Ventyx estimates several potential outcomes for natural gas and coal consumption—based on taking the projections from EIA in its 2009 Annual Energy Outlook and modifying the power plant capacity mix over time so that, under a retirement scenario and a retrofit scenario, a set of CO2 caps that are similar to the structure envisioned by the Waxman-Markey legislation are achieved through 2030.
In the retirement scenario, coal consumption by the power-generation sector begins declining rapidly while the attendant increase in natural gas consumption is relatively gradual; by 2030, however, natural gas consumption for power generation is projected to almost double from current levels.

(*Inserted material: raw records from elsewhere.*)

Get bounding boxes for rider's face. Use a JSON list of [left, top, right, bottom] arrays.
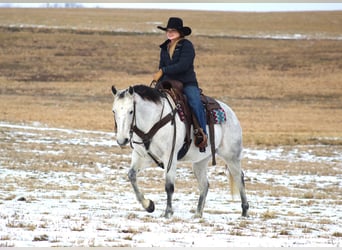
[[166, 29, 181, 41]]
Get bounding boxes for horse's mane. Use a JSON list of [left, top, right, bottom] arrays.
[[133, 85, 164, 103]]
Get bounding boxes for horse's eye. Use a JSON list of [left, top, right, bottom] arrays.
[[129, 110, 133, 115]]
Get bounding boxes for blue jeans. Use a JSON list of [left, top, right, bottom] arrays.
[[183, 85, 207, 135]]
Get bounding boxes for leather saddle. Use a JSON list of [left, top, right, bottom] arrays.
[[156, 80, 223, 165]]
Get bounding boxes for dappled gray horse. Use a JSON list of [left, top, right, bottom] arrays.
[[111, 84, 249, 218]]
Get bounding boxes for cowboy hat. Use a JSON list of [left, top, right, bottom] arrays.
[[157, 17, 192, 36]]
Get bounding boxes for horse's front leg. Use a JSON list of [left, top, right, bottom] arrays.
[[164, 163, 176, 218], [128, 152, 155, 213]]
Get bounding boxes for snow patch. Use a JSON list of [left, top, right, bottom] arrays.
[[0, 122, 341, 247]]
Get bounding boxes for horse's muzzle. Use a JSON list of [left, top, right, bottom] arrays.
[[117, 138, 129, 147]]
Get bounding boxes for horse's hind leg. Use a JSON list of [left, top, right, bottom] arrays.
[[239, 170, 249, 216], [225, 158, 249, 217], [193, 158, 210, 218]]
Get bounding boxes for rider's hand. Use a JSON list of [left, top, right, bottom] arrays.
[[152, 69, 163, 82]]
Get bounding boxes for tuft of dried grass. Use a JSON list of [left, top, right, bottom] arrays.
[[261, 210, 277, 220], [332, 232, 342, 237]]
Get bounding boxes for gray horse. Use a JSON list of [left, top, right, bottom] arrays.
[[111, 84, 249, 218]]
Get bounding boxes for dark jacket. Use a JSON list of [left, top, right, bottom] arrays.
[[159, 39, 198, 87]]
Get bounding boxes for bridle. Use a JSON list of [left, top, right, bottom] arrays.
[[128, 93, 177, 173]]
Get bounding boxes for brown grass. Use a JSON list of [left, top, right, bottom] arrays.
[[0, 8, 342, 146]]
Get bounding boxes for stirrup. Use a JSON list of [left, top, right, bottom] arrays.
[[194, 128, 208, 152]]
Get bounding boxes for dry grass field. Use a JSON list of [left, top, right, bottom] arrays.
[[0, 8, 341, 247], [0, 8, 342, 146]]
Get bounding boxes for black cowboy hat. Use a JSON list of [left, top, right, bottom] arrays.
[[157, 17, 192, 36]]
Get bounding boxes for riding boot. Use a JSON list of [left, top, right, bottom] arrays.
[[194, 128, 208, 152]]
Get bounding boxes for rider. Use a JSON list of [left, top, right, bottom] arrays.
[[152, 17, 207, 151]]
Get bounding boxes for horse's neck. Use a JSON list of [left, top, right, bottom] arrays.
[[135, 97, 169, 132]]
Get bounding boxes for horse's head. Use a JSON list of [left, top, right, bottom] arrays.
[[111, 85, 135, 147]]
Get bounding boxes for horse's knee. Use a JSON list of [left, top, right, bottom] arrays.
[[128, 168, 136, 182], [165, 182, 174, 194]]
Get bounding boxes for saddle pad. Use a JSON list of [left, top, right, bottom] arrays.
[[210, 108, 227, 124]]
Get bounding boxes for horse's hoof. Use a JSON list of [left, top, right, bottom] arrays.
[[163, 210, 174, 218], [146, 200, 155, 213], [193, 213, 203, 219], [241, 202, 249, 217], [142, 199, 155, 213]]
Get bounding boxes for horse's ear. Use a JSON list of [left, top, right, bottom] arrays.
[[128, 86, 134, 95], [111, 85, 117, 95]]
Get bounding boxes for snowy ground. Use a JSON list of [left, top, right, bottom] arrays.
[[0, 121, 341, 247]]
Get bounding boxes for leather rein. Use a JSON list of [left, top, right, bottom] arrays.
[[129, 94, 177, 173]]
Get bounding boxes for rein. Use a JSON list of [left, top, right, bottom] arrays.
[[130, 94, 177, 173]]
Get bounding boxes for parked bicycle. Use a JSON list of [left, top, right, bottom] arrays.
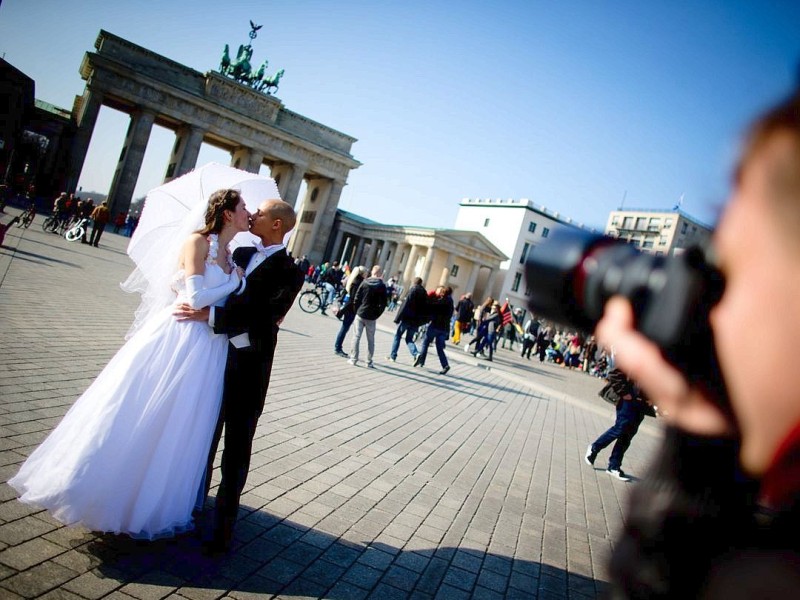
[[17, 205, 36, 229], [296, 283, 344, 314], [41, 213, 70, 234], [65, 217, 91, 242]]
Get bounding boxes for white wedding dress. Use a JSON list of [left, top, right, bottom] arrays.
[[9, 236, 241, 540]]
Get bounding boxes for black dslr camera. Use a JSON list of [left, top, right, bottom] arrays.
[[524, 227, 726, 390]]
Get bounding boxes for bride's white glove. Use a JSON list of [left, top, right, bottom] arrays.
[[184, 271, 242, 309]]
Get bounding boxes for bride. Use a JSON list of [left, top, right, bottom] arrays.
[[9, 188, 250, 539]]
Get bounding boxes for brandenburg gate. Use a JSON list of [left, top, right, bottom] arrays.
[[67, 29, 360, 263]]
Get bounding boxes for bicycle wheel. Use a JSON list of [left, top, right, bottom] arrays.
[[297, 291, 322, 313], [65, 226, 84, 242], [42, 216, 56, 232]]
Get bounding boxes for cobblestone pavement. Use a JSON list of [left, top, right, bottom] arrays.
[[0, 208, 662, 599]]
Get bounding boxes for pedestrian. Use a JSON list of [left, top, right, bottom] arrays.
[[520, 317, 539, 359], [465, 296, 494, 354], [319, 260, 343, 315], [536, 323, 552, 362], [584, 368, 651, 481], [452, 292, 474, 344], [471, 301, 502, 361], [333, 265, 366, 357], [113, 211, 126, 233], [387, 276, 427, 362], [89, 201, 111, 247], [414, 286, 455, 374], [78, 199, 94, 244], [348, 265, 388, 368], [175, 198, 304, 552]]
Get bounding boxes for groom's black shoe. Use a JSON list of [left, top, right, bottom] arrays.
[[203, 512, 234, 555]]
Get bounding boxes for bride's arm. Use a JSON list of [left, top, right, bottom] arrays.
[[180, 234, 241, 309]]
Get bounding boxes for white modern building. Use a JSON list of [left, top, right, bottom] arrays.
[[454, 198, 596, 309], [604, 208, 713, 255]]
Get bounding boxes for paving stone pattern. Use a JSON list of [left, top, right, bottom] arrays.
[[0, 208, 662, 599]]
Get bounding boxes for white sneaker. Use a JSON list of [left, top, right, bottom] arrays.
[[347, 358, 357, 366], [607, 468, 631, 482]]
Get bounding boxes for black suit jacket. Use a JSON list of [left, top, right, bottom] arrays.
[[212, 246, 304, 354]]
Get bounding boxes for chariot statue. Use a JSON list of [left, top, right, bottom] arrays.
[[217, 21, 285, 95]]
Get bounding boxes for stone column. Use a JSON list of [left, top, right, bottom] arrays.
[[309, 179, 345, 262], [106, 108, 155, 217], [354, 237, 366, 265], [365, 240, 379, 269], [164, 124, 204, 182], [281, 163, 307, 209], [419, 247, 437, 288], [384, 242, 400, 278], [330, 228, 345, 263], [66, 89, 103, 192], [402, 244, 420, 286], [378, 239, 392, 273], [465, 261, 480, 295], [339, 235, 353, 266], [231, 147, 251, 171], [438, 252, 452, 286], [304, 179, 332, 262], [246, 150, 264, 174]]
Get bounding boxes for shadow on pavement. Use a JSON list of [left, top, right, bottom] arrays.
[[81, 507, 605, 598]]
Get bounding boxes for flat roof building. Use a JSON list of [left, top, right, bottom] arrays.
[[454, 198, 595, 309], [605, 208, 713, 256]]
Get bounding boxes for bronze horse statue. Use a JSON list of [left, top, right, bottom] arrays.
[[258, 68, 284, 95]]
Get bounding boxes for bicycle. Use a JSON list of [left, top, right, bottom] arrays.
[[296, 283, 344, 314], [297, 283, 328, 314], [42, 213, 69, 234], [65, 217, 91, 242], [17, 206, 36, 228]]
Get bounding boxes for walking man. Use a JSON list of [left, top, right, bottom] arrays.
[[89, 201, 111, 247], [585, 368, 650, 481], [388, 277, 427, 362], [348, 265, 388, 367], [415, 286, 455, 375]]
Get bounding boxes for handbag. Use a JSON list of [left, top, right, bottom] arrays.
[[598, 382, 621, 406]]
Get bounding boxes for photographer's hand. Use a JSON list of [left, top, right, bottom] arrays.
[[597, 297, 734, 437]]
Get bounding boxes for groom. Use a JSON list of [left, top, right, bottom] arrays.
[[176, 198, 304, 552]]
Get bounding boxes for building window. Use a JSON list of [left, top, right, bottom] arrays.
[[681, 222, 688, 234], [524, 284, 532, 296], [648, 217, 661, 231], [512, 272, 522, 292], [664, 218, 673, 228], [611, 216, 619, 226], [635, 217, 647, 230], [542, 227, 550, 238], [450, 264, 459, 277], [659, 236, 668, 245], [528, 222, 537, 233], [519, 242, 530, 264], [484, 218, 490, 227], [310, 188, 319, 202], [642, 239, 654, 249]]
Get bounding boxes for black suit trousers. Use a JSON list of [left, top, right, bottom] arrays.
[[205, 342, 276, 524]]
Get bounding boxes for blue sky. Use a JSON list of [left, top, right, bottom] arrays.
[[1, 0, 799, 229]]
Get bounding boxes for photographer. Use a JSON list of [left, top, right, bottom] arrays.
[[596, 86, 800, 597]]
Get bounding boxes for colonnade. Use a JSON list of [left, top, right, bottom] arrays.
[[326, 226, 501, 301]]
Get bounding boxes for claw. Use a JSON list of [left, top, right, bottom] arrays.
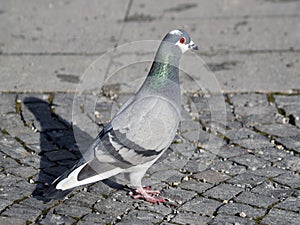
[[129, 187, 166, 204]]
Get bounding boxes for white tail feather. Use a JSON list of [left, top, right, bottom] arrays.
[[56, 163, 124, 190]]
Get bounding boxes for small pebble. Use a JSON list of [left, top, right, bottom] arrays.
[[94, 111, 101, 118], [276, 145, 284, 150], [282, 117, 289, 124], [172, 182, 179, 187], [239, 212, 247, 218], [183, 176, 189, 181], [177, 200, 183, 205]]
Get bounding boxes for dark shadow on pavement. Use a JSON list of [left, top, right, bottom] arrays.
[[24, 96, 124, 202]]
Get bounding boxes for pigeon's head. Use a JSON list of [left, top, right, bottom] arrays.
[[163, 29, 198, 53]]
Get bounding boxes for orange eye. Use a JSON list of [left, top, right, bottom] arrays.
[[179, 37, 185, 44]]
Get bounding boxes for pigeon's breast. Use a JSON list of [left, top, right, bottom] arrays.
[[112, 96, 180, 151]]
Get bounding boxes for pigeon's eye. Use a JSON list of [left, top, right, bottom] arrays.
[[179, 37, 185, 44]]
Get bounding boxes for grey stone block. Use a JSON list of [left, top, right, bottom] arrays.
[[251, 181, 295, 200], [218, 202, 266, 219], [275, 155, 300, 173], [94, 197, 133, 218], [227, 172, 265, 188], [137, 201, 172, 216], [183, 152, 217, 173], [20, 197, 51, 210], [147, 169, 181, 184], [203, 183, 243, 201], [171, 212, 211, 225], [118, 210, 163, 225], [233, 137, 274, 150], [252, 166, 286, 178], [231, 154, 271, 171], [180, 179, 212, 194], [0, 113, 28, 137], [234, 105, 277, 118], [275, 95, 300, 107], [255, 147, 290, 163], [0, 199, 12, 212], [208, 214, 255, 225], [0, 94, 16, 114], [256, 124, 300, 138], [210, 160, 247, 176], [38, 209, 76, 225], [0, 135, 30, 161], [182, 129, 209, 144], [77, 213, 115, 225], [0, 152, 19, 169], [0, 177, 34, 202], [276, 197, 300, 212], [87, 180, 120, 198], [276, 135, 300, 154], [229, 93, 269, 107], [234, 191, 278, 208], [2, 203, 41, 223], [162, 187, 197, 203], [179, 197, 222, 216], [224, 128, 263, 141], [5, 165, 37, 180], [215, 146, 248, 159], [53, 203, 92, 218], [0, 216, 27, 225], [170, 141, 197, 158], [193, 169, 230, 184], [64, 191, 100, 209], [149, 153, 188, 172], [273, 172, 300, 188], [241, 113, 278, 126], [19, 154, 41, 169], [262, 208, 299, 225]]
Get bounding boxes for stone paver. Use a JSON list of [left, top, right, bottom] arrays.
[[1, 0, 300, 224]]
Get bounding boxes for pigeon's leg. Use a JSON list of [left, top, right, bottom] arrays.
[[129, 186, 166, 204]]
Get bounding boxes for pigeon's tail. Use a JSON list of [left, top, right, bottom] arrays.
[[42, 160, 85, 200], [43, 184, 74, 200], [43, 158, 125, 201]]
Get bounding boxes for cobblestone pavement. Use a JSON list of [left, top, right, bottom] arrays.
[[1, 92, 299, 224], [1, 0, 300, 225]]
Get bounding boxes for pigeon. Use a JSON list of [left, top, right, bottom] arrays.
[[45, 29, 198, 204]]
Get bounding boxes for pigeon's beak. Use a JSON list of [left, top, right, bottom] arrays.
[[188, 40, 198, 50]]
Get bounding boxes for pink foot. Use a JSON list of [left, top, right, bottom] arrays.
[[129, 187, 166, 204]]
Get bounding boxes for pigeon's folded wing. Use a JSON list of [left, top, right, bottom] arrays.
[[106, 95, 180, 165]]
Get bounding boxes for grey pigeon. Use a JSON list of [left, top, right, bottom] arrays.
[[45, 29, 198, 203]]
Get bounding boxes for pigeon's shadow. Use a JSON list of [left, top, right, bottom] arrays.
[[24, 97, 123, 202]]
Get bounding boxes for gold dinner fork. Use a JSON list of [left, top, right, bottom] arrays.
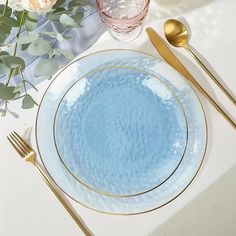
[[7, 131, 92, 236]]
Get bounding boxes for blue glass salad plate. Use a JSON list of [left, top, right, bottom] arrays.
[[36, 49, 207, 215]]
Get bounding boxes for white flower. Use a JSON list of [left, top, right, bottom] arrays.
[[21, 0, 57, 13], [0, 0, 25, 11], [0, 0, 57, 13]]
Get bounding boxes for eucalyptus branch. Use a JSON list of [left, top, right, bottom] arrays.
[[2, 0, 8, 16], [1, 101, 8, 117], [6, 10, 26, 86], [24, 21, 29, 35], [18, 67, 27, 94], [13, 11, 26, 56], [0, 0, 9, 29], [0, 0, 89, 116]]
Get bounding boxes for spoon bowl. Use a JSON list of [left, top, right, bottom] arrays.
[[163, 18, 236, 106], [164, 19, 189, 48]]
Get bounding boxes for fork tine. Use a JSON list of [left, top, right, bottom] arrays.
[[12, 132, 31, 153], [9, 133, 28, 156], [7, 136, 25, 157], [13, 131, 32, 151]]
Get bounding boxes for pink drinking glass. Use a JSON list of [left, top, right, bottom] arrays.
[[96, 0, 151, 41]]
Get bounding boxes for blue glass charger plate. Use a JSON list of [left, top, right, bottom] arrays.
[[36, 49, 207, 215], [54, 66, 188, 197]]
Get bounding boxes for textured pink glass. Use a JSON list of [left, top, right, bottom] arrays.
[[96, 0, 150, 40]]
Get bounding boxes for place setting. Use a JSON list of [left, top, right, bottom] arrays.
[[1, 0, 235, 235]]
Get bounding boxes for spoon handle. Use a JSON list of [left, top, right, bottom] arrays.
[[146, 27, 236, 129], [186, 46, 236, 106]]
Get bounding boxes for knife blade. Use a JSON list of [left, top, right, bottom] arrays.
[[146, 27, 236, 130]]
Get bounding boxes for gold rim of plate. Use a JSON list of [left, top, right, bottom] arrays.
[[35, 49, 208, 215], [52, 65, 189, 198]]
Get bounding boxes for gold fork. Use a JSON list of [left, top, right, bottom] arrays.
[[7, 131, 92, 236]]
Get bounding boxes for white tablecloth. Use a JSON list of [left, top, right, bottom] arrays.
[[1, 0, 236, 235]]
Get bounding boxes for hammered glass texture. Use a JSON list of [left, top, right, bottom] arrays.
[[96, 0, 150, 33], [36, 50, 207, 215], [54, 67, 187, 196]]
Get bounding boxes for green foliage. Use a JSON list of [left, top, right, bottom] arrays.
[[60, 13, 78, 27], [52, 0, 66, 9], [22, 94, 36, 109], [27, 38, 51, 56], [46, 7, 68, 21], [25, 18, 37, 31], [0, 83, 16, 100], [0, 5, 12, 16], [40, 31, 71, 41], [0, 55, 25, 70], [0, 0, 90, 117], [15, 34, 39, 44], [0, 15, 19, 27], [0, 63, 10, 75], [52, 48, 74, 60], [34, 59, 58, 77], [0, 21, 12, 44]]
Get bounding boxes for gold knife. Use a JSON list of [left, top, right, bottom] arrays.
[[146, 27, 236, 130]]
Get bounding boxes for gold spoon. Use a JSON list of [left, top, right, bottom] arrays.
[[164, 19, 236, 106]]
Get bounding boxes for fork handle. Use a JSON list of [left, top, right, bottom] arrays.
[[34, 163, 92, 236]]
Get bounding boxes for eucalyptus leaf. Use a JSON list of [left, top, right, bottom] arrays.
[[0, 51, 9, 56], [0, 56, 25, 70], [53, 48, 74, 60], [0, 32, 7, 44], [72, 12, 84, 22], [26, 12, 38, 23], [60, 14, 78, 28], [27, 12, 37, 19], [1, 23, 11, 34], [34, 59, 58, 77], [0, 24, 11, 43], [27, 38, 51, 56], [52, 0, 66, 9], [41, 32, 70, 41], [68, 0, 79, 9], [15, 11, 25, 25], [68, 0, 92, 8], [22, 94, 35, 109], [62, 34, 72, 40], [0, 85, 16, 100], [46, 8, 67, 21], [77, 0, 92, 5], [21, 43, 30, 50], [0, 5, 12, 16], [0, 15, 19, 27], [15, 34, 39, 44], [25, 19, 37, 31], [40, 31, 58, 37], [0, 63, 10, 75]]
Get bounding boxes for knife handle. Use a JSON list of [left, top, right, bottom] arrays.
[[182, 66, 236, 129]]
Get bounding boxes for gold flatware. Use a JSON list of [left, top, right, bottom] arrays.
[[146, 27, 236, 129], [7, 131, 92, 236], [164, 19, 236, 106]]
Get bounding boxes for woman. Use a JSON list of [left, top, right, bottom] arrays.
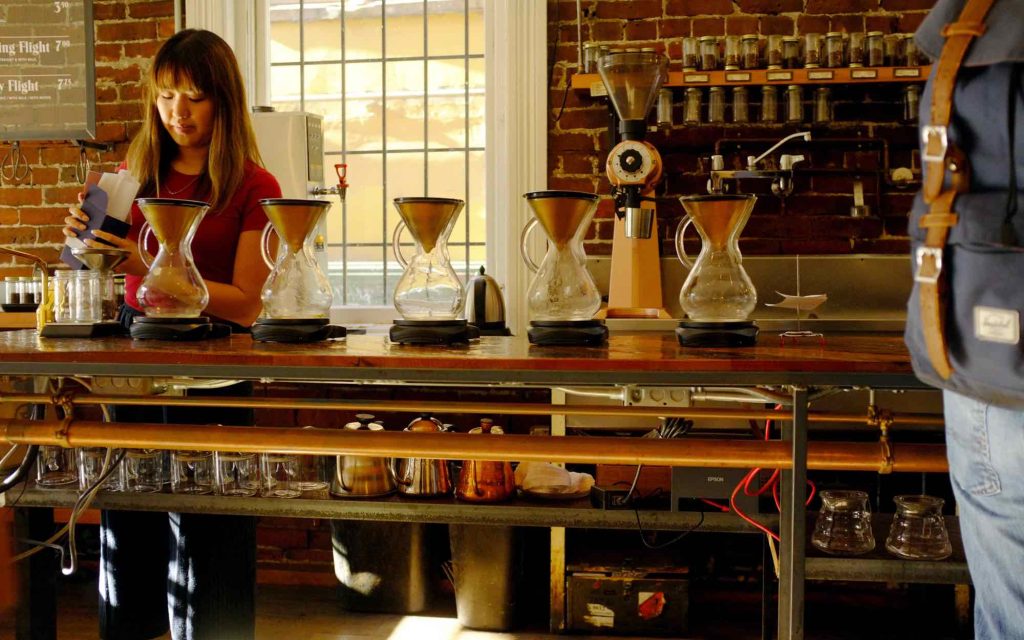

In the retrofit scenario, coal consumption falls initially but then begins increasing after retrofit technology is assumed to be available. However, natural gas consumption increases even faster than in the retirement case. In large part this increase is due to the energy required by carbon capture, which reduces coal-fired plant power generation output to the grid, requiring additional generation from natural gas to meet loads (see Figure 6).
The point of this analysis isn’t to predict or forecast the exact outcome under a given set of GHG-reduction targets, but to highlight the wide range in potential impacts on natural gas demand from the power sector over time, and also to show that uncertainty exists not just in the long-term but also over the next decade.
The new thinking on natural gas supply in the United States marks a noteworthy turnaround. The notion of the U.S. natural gas resource base as old and in permanent decline has been banished—and possibly just in time, as it appears increasingly likely that natural gas consumption in the power sector will be increasing over the mid- and long-term following federal implementation of GHG regulation. This demand pressure on natural gas likely will encourage more drilling activity, and producers increasingly will look to new shale plays as growth areas. However, stakeholders in the U.S. energy industry shouldn’t count on a massive scaling up of natural gas production from shale gas resources, and planners and developers should consider the limitations and challenges that make realizing the full potential of U.S. unconventional production difficult.